DIY Gearbox Reverses Shaft Direction

Rick Bown created a shaft-reversing gearbox with a piece of pipe and a set of 1959 spider gears. He needed a way to reverse his pto to drive a salvaged pump.

 

            "When a pump at the water treatment plant where I work was replaced, the contractor told me to take it," recalls Bown. "I needed an irrigation pump for some fields I farm, so I brought it home."

 

            The Gorman-Rupp trash pump was still in good shape, so he hooked it up to his tractor, primed the pump, got the rpms up...and nothing happened.

 

            "I wondered what the deal was," recalls Bown. "I looked on the internet and finally saw one without paint that had arrows for the direction of the shaft. My pto turned the wrong way."

 

            Bown then looked for ways to reverse the shaft. "There were all kinds of ways with pulleys and other stuff, but they either looked ridiculous or super expensive," he says. "I've worked on a lot of cars and trucks, and it hit me that spider gears might work.

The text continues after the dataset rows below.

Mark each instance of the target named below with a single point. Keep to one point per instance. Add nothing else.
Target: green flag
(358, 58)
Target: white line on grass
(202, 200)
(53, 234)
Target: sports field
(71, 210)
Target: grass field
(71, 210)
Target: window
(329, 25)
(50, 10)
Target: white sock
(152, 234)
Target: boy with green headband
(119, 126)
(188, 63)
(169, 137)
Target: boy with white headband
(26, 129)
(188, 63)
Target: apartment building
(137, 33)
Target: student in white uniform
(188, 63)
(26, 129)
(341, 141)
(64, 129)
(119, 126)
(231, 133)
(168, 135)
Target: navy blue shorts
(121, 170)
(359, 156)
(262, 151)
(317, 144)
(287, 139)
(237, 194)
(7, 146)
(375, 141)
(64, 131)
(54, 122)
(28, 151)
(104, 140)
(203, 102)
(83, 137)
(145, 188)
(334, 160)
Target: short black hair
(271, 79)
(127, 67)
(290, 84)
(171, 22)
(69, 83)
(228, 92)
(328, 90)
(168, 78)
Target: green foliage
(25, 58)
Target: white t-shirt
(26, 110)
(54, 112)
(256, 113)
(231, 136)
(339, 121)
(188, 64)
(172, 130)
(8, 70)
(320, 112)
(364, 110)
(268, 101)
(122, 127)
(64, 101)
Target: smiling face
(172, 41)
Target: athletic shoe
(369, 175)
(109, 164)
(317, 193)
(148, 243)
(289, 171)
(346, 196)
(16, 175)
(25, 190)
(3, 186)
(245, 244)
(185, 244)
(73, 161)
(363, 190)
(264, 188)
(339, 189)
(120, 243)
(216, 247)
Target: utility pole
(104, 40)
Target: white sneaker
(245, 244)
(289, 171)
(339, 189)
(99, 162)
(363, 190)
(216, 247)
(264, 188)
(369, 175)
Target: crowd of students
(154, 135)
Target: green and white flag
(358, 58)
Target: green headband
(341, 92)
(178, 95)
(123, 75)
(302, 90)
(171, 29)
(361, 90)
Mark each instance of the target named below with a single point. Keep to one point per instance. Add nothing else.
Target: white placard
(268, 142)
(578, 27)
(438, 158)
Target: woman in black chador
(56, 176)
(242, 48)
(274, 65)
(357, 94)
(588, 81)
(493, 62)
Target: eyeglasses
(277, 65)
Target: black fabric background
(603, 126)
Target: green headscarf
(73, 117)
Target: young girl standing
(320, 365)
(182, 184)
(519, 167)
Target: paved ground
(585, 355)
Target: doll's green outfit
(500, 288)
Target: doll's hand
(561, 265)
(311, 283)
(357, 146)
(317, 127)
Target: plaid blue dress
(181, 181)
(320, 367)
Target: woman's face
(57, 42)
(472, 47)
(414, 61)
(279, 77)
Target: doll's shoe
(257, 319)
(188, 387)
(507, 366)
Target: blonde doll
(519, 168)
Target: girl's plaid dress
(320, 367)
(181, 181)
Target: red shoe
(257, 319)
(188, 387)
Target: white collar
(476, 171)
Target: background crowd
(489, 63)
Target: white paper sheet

I didn't know if they would last, but they are a dime a dozen, so I decided to give it a try."

 

            He paid $50 for a 1959 Austin rear end he found online. "The rear end looked like a pile of rusty junk, but I pulled it apart, and the inside looked good," says Bown. "I stuck the spider gear housing in a piece of 6-in. diameter steel pipe. It fit perfectly, like a machined piston in a cylinder."

 

            Bown tapped the pipe for a filler hole. He drilled a second hole midway up the pipe and welded an elbow fitting to it for checking oil level.

 

            He cut the axle shafts on the spider gears and milled them down to 1-in. shafts that extended past the pipe. He also cut square plates out of 3/8-in. flat stock for end caps on the pipe and drilled holes for the shafts.

 

            "I also welded the casing inside the pipe, so the housing would be stationary," says Bown.

 

            Once everything was lined up, he tapped holes in the plates to fit flange bearings for the shafts and welded the end plates to the pipe. The end plates were then welded to strips of angle iron bolted to the skids under the trash pump.

 

            A bushing salvaged from an old Bush Hog mower connects one spider gear shaft to the pto driveshaft. A collar connects the other spider gear shaft to the pump driveshaft.

 

            "I added gear oil, and it has worked well for 2 years," says Bown. "The tractor is only 50 hp., but that's enough for the pump. You could use a bigger set of spider gears if driving a more powerful machine, but if I keep oil in it, I think it will last a long time."